The language of the Americans with Disabilities Act is both vague and extremely complicated, causing huge headaches for employers, landlords, and public accommodations. Today's New York Times brings word that the Justice Department is demanding that apartment buildings in New York City constructed since 1991 be redesigned, at enormous expense, to accommodate small numbers of disabled people. The irony is that the building owners already spent hundreds of millions of dollars to ensure compliance with New York City's own disabilities-discrimination law, Local Law 58, which was viewed by many as being more exacting than the ADA. Now, 100,000 apartments may need to be redesigned in New York City alone.
This is not the only negative effect of the ADA. As an article in the New York Times pointed out, “when the A.D.A. was enacted in 1992, it led to a sharp drop in the employment of disabled workers. How could this be? Employers, concerned that they wouldn't be able to discipline or fire disabled workers who happened to be incompetent, apparently avoided hiring them in the first place.” Yet the ADA was sold to the public as a way of increasing the employment of disabled people.
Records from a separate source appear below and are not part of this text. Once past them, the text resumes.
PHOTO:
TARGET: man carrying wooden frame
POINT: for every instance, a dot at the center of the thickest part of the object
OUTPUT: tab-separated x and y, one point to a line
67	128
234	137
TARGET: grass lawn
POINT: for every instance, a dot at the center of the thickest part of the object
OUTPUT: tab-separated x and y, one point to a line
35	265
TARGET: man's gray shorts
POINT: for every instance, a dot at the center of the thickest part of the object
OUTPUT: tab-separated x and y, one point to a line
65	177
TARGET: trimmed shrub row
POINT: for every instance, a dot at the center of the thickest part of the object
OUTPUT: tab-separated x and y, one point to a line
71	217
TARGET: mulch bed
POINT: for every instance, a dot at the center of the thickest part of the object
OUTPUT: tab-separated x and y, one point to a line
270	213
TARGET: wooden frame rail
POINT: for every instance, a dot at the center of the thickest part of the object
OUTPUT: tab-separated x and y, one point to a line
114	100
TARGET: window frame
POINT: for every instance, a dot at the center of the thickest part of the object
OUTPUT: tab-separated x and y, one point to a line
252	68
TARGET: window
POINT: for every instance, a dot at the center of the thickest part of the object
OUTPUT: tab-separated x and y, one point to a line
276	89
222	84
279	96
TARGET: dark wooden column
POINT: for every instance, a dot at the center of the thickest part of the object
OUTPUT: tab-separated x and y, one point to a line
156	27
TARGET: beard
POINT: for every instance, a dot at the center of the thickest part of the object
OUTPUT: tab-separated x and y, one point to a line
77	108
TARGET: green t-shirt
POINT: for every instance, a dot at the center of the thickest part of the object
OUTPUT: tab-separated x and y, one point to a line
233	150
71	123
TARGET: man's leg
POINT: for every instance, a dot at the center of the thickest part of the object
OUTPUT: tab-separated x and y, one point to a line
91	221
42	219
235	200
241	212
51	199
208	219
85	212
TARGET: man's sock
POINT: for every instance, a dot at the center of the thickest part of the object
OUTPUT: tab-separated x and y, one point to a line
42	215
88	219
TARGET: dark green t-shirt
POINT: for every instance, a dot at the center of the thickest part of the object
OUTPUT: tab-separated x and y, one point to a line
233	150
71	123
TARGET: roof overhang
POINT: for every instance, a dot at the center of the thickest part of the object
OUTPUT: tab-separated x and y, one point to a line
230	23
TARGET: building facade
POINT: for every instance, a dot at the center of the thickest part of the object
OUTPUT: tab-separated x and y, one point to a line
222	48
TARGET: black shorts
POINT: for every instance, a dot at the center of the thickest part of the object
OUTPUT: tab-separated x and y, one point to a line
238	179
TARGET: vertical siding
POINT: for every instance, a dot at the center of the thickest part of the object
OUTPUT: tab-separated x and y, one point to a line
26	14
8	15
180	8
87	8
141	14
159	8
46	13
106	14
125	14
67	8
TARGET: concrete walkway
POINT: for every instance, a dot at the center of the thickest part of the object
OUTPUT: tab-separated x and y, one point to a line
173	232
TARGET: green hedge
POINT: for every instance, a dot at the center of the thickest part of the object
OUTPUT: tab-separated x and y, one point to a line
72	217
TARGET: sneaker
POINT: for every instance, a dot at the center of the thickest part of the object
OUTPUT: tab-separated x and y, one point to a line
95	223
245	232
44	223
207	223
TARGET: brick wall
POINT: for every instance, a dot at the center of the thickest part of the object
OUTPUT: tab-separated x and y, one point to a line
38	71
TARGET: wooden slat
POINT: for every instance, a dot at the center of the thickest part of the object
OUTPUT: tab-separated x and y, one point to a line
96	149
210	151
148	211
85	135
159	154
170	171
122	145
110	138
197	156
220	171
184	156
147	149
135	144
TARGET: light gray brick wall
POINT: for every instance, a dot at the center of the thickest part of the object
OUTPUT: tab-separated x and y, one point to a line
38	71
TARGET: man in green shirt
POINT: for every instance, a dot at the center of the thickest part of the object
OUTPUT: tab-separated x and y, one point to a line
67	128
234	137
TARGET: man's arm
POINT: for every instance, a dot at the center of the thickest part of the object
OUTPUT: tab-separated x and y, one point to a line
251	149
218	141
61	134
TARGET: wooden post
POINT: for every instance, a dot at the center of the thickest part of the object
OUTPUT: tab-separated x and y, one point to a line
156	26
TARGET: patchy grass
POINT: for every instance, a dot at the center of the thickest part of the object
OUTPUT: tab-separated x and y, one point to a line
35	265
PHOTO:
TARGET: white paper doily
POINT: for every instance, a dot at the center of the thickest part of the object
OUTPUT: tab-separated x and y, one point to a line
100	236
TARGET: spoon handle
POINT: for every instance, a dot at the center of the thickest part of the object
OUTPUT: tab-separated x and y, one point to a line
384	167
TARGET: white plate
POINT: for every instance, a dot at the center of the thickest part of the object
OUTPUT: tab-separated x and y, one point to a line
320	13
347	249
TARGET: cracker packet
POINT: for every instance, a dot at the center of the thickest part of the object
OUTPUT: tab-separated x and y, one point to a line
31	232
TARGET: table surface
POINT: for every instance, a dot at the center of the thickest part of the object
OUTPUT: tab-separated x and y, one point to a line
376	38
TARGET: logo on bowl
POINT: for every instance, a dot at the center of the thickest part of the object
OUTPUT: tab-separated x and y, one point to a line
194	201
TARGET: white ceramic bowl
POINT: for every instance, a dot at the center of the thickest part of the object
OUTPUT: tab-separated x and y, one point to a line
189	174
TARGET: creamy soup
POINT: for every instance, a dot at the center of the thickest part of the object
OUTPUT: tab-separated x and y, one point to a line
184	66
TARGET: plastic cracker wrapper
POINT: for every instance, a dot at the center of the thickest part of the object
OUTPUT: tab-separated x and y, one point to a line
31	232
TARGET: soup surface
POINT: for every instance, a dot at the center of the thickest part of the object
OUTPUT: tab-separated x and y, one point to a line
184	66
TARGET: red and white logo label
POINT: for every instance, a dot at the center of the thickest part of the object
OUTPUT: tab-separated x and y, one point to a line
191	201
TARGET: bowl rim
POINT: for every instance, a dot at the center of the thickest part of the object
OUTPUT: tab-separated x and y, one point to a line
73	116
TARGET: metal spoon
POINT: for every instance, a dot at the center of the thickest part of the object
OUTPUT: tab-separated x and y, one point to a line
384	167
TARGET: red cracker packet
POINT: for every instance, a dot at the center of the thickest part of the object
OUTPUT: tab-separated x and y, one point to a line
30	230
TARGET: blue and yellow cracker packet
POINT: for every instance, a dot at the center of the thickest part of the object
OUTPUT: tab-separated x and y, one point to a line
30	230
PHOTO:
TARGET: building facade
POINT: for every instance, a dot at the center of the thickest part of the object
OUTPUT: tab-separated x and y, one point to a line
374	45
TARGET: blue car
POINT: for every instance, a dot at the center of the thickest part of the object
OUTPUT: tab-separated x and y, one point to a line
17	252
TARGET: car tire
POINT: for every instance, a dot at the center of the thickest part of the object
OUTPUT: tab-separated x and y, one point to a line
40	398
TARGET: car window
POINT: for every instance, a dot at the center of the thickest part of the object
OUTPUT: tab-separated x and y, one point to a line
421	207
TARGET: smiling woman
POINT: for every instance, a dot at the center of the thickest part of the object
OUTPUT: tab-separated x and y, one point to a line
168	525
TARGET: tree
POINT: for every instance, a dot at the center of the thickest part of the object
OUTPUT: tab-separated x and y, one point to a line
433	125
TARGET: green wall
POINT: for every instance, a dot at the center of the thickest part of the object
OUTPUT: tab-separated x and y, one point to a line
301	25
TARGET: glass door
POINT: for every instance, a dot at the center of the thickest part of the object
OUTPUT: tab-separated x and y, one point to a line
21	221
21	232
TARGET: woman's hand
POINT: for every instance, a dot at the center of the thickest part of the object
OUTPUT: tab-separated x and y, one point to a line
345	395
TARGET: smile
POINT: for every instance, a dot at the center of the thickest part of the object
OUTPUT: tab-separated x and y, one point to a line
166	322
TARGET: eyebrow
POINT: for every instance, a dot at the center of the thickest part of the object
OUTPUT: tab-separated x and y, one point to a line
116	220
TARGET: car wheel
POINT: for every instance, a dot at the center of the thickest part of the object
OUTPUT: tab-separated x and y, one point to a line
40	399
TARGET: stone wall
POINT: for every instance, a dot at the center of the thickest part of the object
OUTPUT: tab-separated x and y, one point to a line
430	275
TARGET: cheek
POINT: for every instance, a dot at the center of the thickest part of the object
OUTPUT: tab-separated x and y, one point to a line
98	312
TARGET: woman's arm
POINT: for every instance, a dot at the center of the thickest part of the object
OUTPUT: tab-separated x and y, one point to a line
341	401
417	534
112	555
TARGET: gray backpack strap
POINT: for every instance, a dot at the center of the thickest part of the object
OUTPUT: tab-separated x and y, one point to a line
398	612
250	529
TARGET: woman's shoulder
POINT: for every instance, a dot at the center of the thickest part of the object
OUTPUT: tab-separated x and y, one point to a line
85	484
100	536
Congress has learned nothing from that: Congress is on the verge of passing legislation that would make the ADA even broader, and an even bigger nightmare for employers. Never mind that the definition of disability is already so broad that I qualify as "disabled," despite being perfectly able-bodied, because I suffer from insomnia, and perhaps also merely because I am shy.
The ADA is now being used to sue online retailers over their web sites, which are hard for visually-impaired people to read. If such lawsuits prevail, small retailers may stop selling online, making it harder for people of modest means to bargain-hunt on the web. Much of what my wife buys for our baby daughter, she buys from small retailers on the web.